Alexandria STX Data Lake

Primary LanguageTypeScriptMIT LicenseMIT

Alexandria STX Data Lake

Overview

The Alexandria Indexer is a system of layered services that index the data stored on the Stacks blockchain, equipping builders with transaction, event and NFT-state data on which they can build their applications.

The first layer of the Alexandria Indexer is the STX Data Lake. It streams raw transactions from the Stacks Node, extracting all on-chain transactions into the data lake database into the data lake schema, making the transactions available and more accessible for further indexing at a higher level, and enabling reindexing over time without the dependency of a Stacks Node.

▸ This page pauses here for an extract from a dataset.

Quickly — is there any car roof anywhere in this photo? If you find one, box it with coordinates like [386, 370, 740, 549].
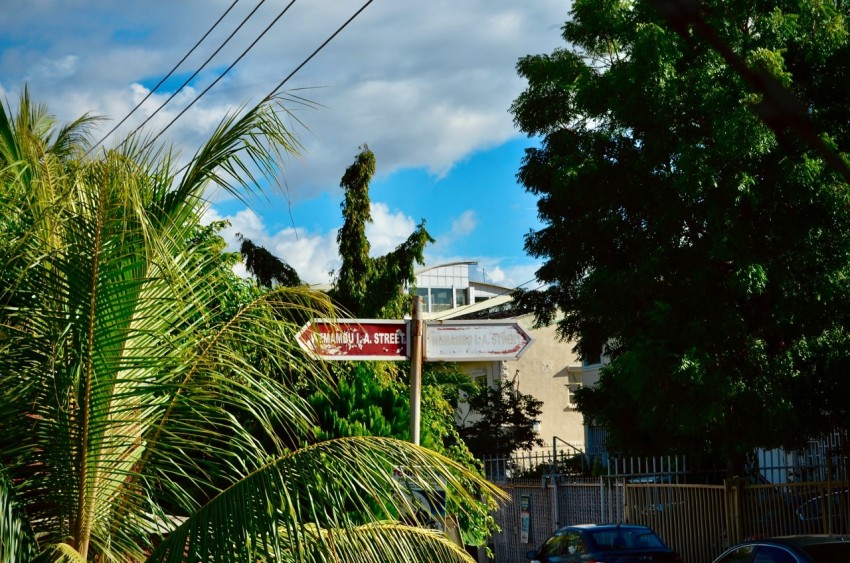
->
[558, 524, 650, 532]
[745, 534, 850, 547]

The Alexandria Stacks TX Data Lake consists of 2 key components:

  1. A PostgreSQL database that stores Stacks chain block and transaction data
  2. A streamer service that connects to a designated Stacks API Node and streams the data into the database

Setup

To set up the Data Lake and Streamer Service, follow the steps below. You can also watch starlord walking you through the setup in the following video https://www.loom.com/share/2fa9279e8aa64e34bb4c128b77fbd204

1. Database

  • Ensure that you have a PostgreSQL database instance up and running
  • Create a database on your instance called stacks-data-lake-01 (or whatever name you choose)
  • Run the migration.sql script in your public schema inside your new database

2. Streamer Service

Local setup

  • Create a .env file in your root folder to hold your environment variables (see .env.example):
    • DATABASE_URL=postgres://DB_USER:DB_USER_PW@DB_HOST/stacks-data-lake-01 (replace DB_USER, DB_USER_PW and DB_HOST placeholders with appropriate values)
    • NODE_ENV=development
    • STACKS_NODE_API_URL=https://stacks-node-api.mainnet.stacks.co/ (this is the main stacks node API, replace the API URL if you are using an alternative)
    • STACKS_WSS_URL=wss://stacks-node-api.mainnet.stacks.co (set this to point to the web socket endpoint to listen for new blocks)
    • STREAM_HISTORICAL_DATA=false (data will stream immediatley from the tip of the chain, set this value to true if you want to also stream historical data)
  • To run the streamer in development mode: yarn start:dev
  • To run the streamer in prod mode: yarn start:prod

Hosted setup

  • Deploy the repo or code to the hosting environment of your choice
  • Set the following environment variables:
    • DATABASE_URL=postgres://DB_USER:DB_USER_PW@DB_HOST/stacks-data-lake-01 (replace DB_USER, DB_USER_PW and DB_HOST placeholders with appropriate values)
    • STACKS_NODE_API_URL=https://stacks-node-api.mainnet.stacks.co/ (this is the main stacks node API, replace the API URL if you are using an alternative)
    • STACKS_WSS_URL=wss://stacks-node-api.mainnet.stacks.co (set this to point to the web socket endpoint to listen for new blocks)
    • STREAM_HISTORICAL_DATA=false (data will stream immediatley from the tip of the chain, set this value to true if you want to also stream historical data)
  • Set the build command to yarn build
  • Set the start command to yarn start:prod

Render auto-deploy

This option makes it possible to deploy an instance inside a hosted render.com service.

To get started, you need to register for a render account and get familiar with the documentation for render.

Once you've registered, hit this big blue button:

Deploy to Render

Important! Please note that this deployment uses the free plan for the database and the paid starter plan for the background worker server (you can upgrade as your needs require) and requires that you have payment details added to your account. Check the Render pricing for pricing information.